As you will notice, there is no explicit description of the data. You will need to explore the data and understand it in order to complete the tasks below. You will also need to rely on your own understanding of the data and the relationships between the different tables. You can use the Animal Crossing Wiki to help you understand the data and the relationships between the different tables.

The goal of this project is to create a database that contains all the information in the csv files, and then answer some questions about the data using SQL queries.

Step 0. Accept the assignment

You will be using GitHub Classroom to complete this assignment. You will need to accept the assignment in order to get started. You can do this by clicking on the link below:

Accept the assignment

After clicking and accepting, you need to click in the link for your repository. Click in the green button that says “Code” and copy the link that appears.

To clone the repository, you can use the following command in your terminal:

git clone <repository_url>

Make sure to replace <repository_url> with the URL of your repository.

CD into the directory of your repository:

cd <repository_name>

Make sure to replace <repository_name> with the name of your repository.

From now on you can work using VS Code or any other IDE of your preference. Make sure to create a virtual environment (venv) if you are using Python. You can do this by running the following command in your terminal:

python3 -m venv venv

Then, activate the virtual environment by running the following command:

source venv/bin/activate

From now on, it is in your hands!

All deliverables should be submitted through GitHub Classroom. You will need to create a new repository for this assignment, and then push your code to that repository.

Step 1. Creating the database

You will need to create tables and insert data into them. You must use the sqlite3 module to create a database and tables. You will need to create a table for each csv file, and then insert the data from the csv files into the tables. There are a few ways of doing that. Feel free to use the SQLite CLI or the sqlite3 module in Python.

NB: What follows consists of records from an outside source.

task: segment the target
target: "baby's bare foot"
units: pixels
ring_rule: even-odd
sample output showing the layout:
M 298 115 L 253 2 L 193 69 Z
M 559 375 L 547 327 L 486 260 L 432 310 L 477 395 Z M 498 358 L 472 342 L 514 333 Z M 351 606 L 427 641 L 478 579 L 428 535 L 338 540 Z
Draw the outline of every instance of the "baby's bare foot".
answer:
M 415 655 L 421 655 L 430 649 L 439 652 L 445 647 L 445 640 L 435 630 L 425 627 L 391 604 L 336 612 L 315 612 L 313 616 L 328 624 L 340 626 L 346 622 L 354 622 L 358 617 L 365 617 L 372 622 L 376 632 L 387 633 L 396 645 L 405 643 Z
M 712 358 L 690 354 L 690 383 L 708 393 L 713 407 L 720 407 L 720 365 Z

You can also use the pandas library to read the csv files and insert the data into the database. You can use the to_sql method of a pandas DataFrame to insert the data into the database. You can also use the csv module to read the csv files and insert the data into the database using SQL commands.

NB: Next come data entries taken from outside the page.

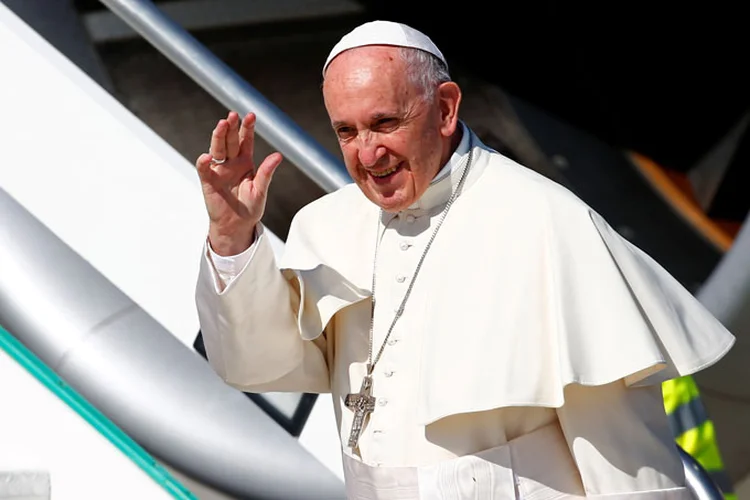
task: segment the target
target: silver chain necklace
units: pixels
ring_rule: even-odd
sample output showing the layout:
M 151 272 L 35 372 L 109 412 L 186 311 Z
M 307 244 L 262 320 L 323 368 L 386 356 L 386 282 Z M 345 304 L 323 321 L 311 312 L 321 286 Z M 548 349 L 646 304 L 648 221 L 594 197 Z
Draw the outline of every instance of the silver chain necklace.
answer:
M 432 246 L 432 242 L 435 240 L 435 236 L 437 236 L 437 233 L 440 230 L 440 227 L 443 225 L 443 221 L 445 220 L 445 217 L 448 215 L 448 211 L 450 210 L 451 205 L 453 205 L 453 202 L 458 197 L 458 193 L 461 191 L 464 181 L 466 180 L 466 176 L 469 172 L 469 168 L 471 167 L 472 158 L 473 158 L 472 140 L 471 140 L 471 136 L 469 136 L 469 153 L 466 156 L 466 165 L 464 165 L 463 171 L 461 172 L 461 178 L 459 179 L 458 184 L 456 185 L 456 188 L 451 193 L 450 198 L 446 202 L 443 212 L 440 214 L 440 219 L 435 225 L 435 229 L 432 231 L 432 235 L 430 236 L 430 239 L 427 242 L 427 246 L 425 246 L 425 249 L 422 252 L 422 256 L 419 258 L 417 267 L 414 270 L 414 275 L 409 281 L 409 287 L 406 289 L 404 298 L 401 300 L 401 305 L 396 310 L 396 314 L 393 317 L 391 326 L 388 328 L 388 333 L 386 333 L 385 338 L 383 339 L 383 343 L 380 346 L 380 349 L 378 350 L 377 354 L 373 358 L 372 356 L 373 345 L 372 344 L 374 341 L 373 333 L 374 333 L 374 326 L 375 326 L 375 276 L 377 274 L 376 268 L 377 268 L 377 262 L 378 262 L 378 249 L 380 248 L 380 220 L 383 217 L 383 211 L 382 210 L 380 211 L 380 214 L 378 216 L 378 229 L 376 231 L 376 238 L 375 238 L 375 257 L 372 263 L 372 301 L 371 301 L 371 309 L 370 309 L 370 339 L 369 339 L 369 345 L 367 349 L 367 374 L 362 380 L 362 387 L 360 388 L 359 392 L 348 394 L 345 399 L 346 406 L 355 411 L 354 419 L 352 421 L 352 430 L 349 435 L 349 446 L 351 448 L 357 447 L 359 436 L 362 433 L 362 429 L 364 427 L 365 418 L 367 417 L 367 415 L 369 415 L 375 410 L 375 398 L 371 394 L 372 373 L 375 369 L 375 365 L 377 364 L 378 361 L 380 361 L 380 357 L 383 355 L 383 351 L 385 350 L 385 346 L 388 343 L 388 339 L 391 337 L 391 333 L 393 333 L 393 328 L 396 326 L 396 323 L 398 322 L 399 318 L 404 313 L 404 307 L 406 305 L 406 301 L 409 300 L 409 296 L 411 295 L 412 288 L 414 287 L 414 282 L 417 280 L 417 275 L 419 274 L 420 269 L 422 269 L 422 263 L 424 262 L 424 259 L 427 256 L 427 252 L 429 252 L 430 247 Z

Before creating the tables, you should come up with the schema for the database. You should think about the relationships between the different tables and how to represent them in the database. You should also think about the data types of the columns in the tables.

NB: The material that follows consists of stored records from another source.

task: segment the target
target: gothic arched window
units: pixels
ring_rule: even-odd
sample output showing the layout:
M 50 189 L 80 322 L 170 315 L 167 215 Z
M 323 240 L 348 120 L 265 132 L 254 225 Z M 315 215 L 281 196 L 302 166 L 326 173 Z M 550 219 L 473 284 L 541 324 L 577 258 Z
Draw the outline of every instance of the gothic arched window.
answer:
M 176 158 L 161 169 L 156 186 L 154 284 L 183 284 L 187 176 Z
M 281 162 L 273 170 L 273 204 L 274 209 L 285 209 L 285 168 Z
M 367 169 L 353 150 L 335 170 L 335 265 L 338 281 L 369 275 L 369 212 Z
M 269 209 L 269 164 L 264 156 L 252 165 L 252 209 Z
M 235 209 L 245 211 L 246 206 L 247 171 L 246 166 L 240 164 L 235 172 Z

Make sure to document well your database schema and the relationships between the tables. You should also document any assumptions you made about the data and the relationships between the tables. You can use comments in your SQL code to document your schema and the relationships between the tables.

As you will see, this dataset contains only the catalog of the elements of the game. We will keep working in this project to evolve it into a full database of the game. For now, we will only focus on the catalog of items.

The recipes table contains the materials and quantities to build the recipes. Make sure you create foreign keys to other tables so you can relate the recipes to the items. Think of other DIY elements in the other tables as connected to the recipes.

Make sure you treat the NA values as NULL values in the database.

Step 2. Answering questions

Once you have created the database and inserted the data into the tables, you should answer the following questions using SQL queries:

What is the most expensive item in the game?
What is the cheapest item in the game?
What is the most expensive item in each category?
What is the cheapest item in each category?
What is the most expensive item in each color?
What is the cheapest item in each color?
What is the most expensive item in each style?
What is the cheapest item in each style?
What is the most expensive item in the recipes table? How would you calculate that?
What is the cheapest item in the recipes table? How would you calculate that?

Deliverables

A database file with the tables and data from the csv files in SQLite (.db).
A file with the SQL queries you used to answer the questions above (.sql). Use comments to identify the questions you are answering with each query.
A file with the SQL queries you used to create the tables and insert the data into the tables (.sql). If (and only if) you used Python, please include the code you used to create the tables and insert the data into the tables (.py).
A README.md file with the documentation of the database schema and the relationships between the tables. You should also document any assumptions you made about the data and the relationships between the tables. You can use comments in your SQL code to document your schema and the relationships between the tables.

If you are not familiar with Markdown, this is a good time to start learning it. Make sure you create a folder for the figures in your report on README.md. Use DBeaver to generate the schema of your database and include it in your report. You can also use DBeaver to generate the SQL code to create the tables and insert the data into the tables. You can use the “Export” feature of DBeaver to export the schema and data to a SQL file.